Hu B, Ellingboe J, Han S, Largis E, Mulvey R, Oliphant A, Sum F W, Tillett J
Chemical Sciences and Cardiovascular/Metabolic Diseases Research, Wyeth-Ayerst Research, Pearl River, New York 10965, USA.
J Med Chem. 2001 Apr 26;44(9):1456-66. doi: 10.1021/jm000544b.
In search of potent and selective human beta(3) agonists as potential drugs for the treatment of human obesity and type II diabetes, a series of (4-piperidin-1-yl)phenyl amides was prepared and evaluated for their biological activity on the human beta(3)-adrenergic receptor. The leucine derivative 26e and the reverse amide 33b were found to be the two most potent and selective compounds in this study. With EC(50) values of 0.008 and 0.009 microM, respectively, at the beta(3) receptor, nearly completely abolished intrinsic activity at either the beta(1) or beta(2) receptor, and significant thermogenesis effects on human beta(3)-adrenergic receptor transgenic mice, 26e and33b are among the most potent and selective human beta(3) agonists known to date.

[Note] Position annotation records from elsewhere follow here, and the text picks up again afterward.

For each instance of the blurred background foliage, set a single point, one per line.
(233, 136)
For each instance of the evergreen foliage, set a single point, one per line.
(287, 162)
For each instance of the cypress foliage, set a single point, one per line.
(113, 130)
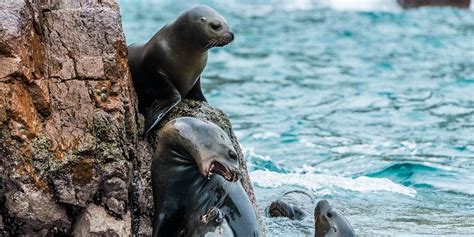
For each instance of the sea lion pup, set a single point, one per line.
(196, 188)
(329, 222)
(168, 67)
(293, 204)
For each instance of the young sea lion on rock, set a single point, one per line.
(196, 190)
(168, 67)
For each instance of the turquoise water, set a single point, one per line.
(372, 110)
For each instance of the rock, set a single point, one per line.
(95, 221)
(65, 152)
(71, 160)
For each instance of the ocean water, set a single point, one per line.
(368, 106)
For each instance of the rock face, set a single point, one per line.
(71, 161)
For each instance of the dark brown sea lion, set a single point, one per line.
(328, 222)
(421, 3)
(196, 191)
(168, 67)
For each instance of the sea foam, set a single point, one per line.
(316, 182)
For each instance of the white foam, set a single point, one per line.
(317, 182)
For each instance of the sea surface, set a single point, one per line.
(370, 107)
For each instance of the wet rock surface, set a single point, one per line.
(71, 159)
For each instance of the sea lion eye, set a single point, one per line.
(215, 25)
(232, 155)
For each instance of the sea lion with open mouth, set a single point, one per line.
(196, 186)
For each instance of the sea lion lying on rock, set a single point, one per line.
(196, 186)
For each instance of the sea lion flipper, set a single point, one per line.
(196, 93)
(159, 108)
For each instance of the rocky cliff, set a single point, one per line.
(71, 160)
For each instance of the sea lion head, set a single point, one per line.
(291, 205)
(329, 222)
(210, 29)
(210, 147)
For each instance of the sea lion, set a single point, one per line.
(168, 67)
(421, 3)
(293, 204)
(329, 222)
(189, 200)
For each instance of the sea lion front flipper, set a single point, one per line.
(161, 106)
(196, 93)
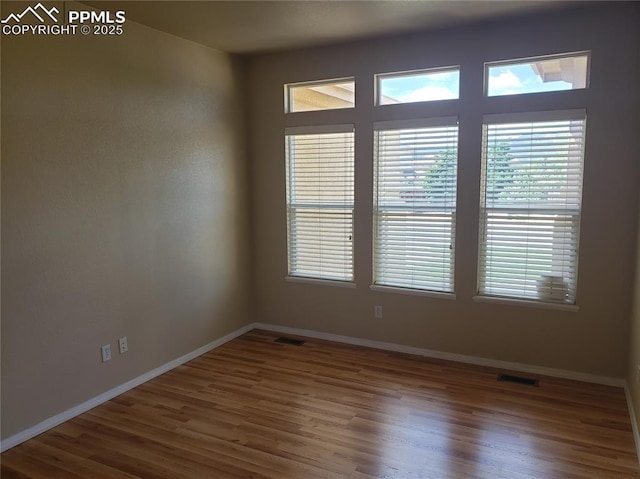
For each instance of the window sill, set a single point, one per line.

为寻找强效且具选择性的人β(3)激动剂作为治疗人类肥胖症和II型糖尿病的潜在药物,制备了一系列(4-哌啶-1-基)苯基酰胺,并评估了它们对人β(3)-肾上腺素能受体的生物活性。在本研究中,亮氨酸衍生物26e和反向酰胺33b被发现是两种最具强效和选择性的化合物。在β(3)受体处的EC(50)值分别为0.008和0.009微摩尔,在β(1)或β(2)受体上几乎完全消除内在活性,并且对人β(3)-肾上腺素能受体转基因小鼠具有显著的产热效应,26e和33b是迄今为止已知的最具强效和选择性的人β(3)激动剂。